The National Land Commission is on an important mission. They will soon start mapping gungtongs in the country and then come up with policy recommendations for the government.
This will be, like Bhutanese say, honey to the ears of the local leaders. Villages are getting empty because people lock up homes and leave in search of greener pastures. This has been an thorn in the side of our villages for long. It is not a new issue. It was highlighted in almost every gewog and dzongkhag forum in almost every dzongkhag, except for Paro, Thimphu and, perhaps, Punakha and Gasa.
The reasons are there for all to see. There were no professional studies done, but the local leaders know well why and how villages are getting emptied. In fact, the local government department had, five years ago, done a preliminary study. They pointed out the causes, the effect and recommended policy measures to address an issue that cuts across all dzongkhags. In other words, this is a national issue.
However, for whatever reasons, the local government had not been able to convince the central government to look into the issue. Perhaps in the excitement of other priorities, we have neglected an issue that will have huge repercussions. We know that villagers are locking up homes to look for work in urban areas; there is peer pressure among the young; and only the old are left behind. We also know that wild animals are ravaging crops that discourage farmers to cultivate, lack of infrastructure and isolation is forcing people to live in towns and cities.

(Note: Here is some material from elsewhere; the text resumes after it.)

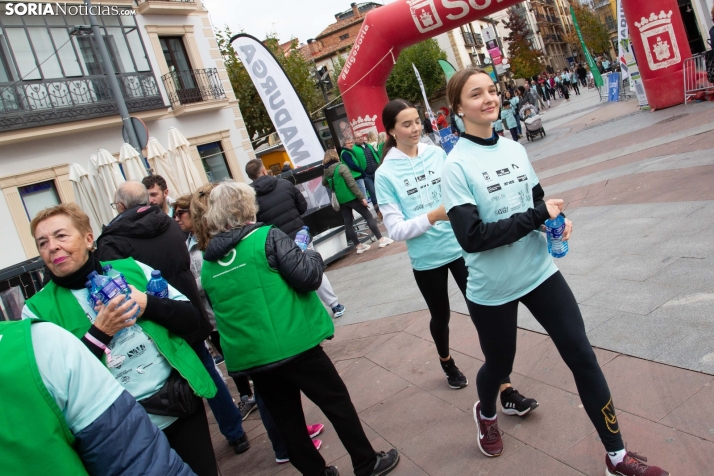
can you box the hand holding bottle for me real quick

What we don’t know is why the government didn’t prioritise this as a national issue. We can surmise that this is one issue voters highlighted when politicians came to the villages campaigning for votes.
For local leaders, it is a crisis situation. Without people in the village, there are no hands to help in community services; agriculture land turns into forest, leading to predation of crops by wildlife.
Villages are so short of people that in some chiwogs there are no candidates to stand for local government posts. Local leaders attribute the increasing number of choetens vandalised, lhakhang robberies, and fallowing agriculture land to the issue of gungtongs. Combating natural disasters like forest fire is also difficult when there are no people, or only the old remain, in the villages. Collecting taxes from gungtongs is another headache.
The local government department already recommended the need to revise rural taxation system, de-concentration of government offices and considering home placement for civil servants to help solve the issue. There were no ears to listen to this. The irony is that we are faced with this problem after years of focusing on regional balanced development.
We will not see all the people return to their villages. But with policy interventions, we should make our rural areas attractive to live and start or continue or livelihood.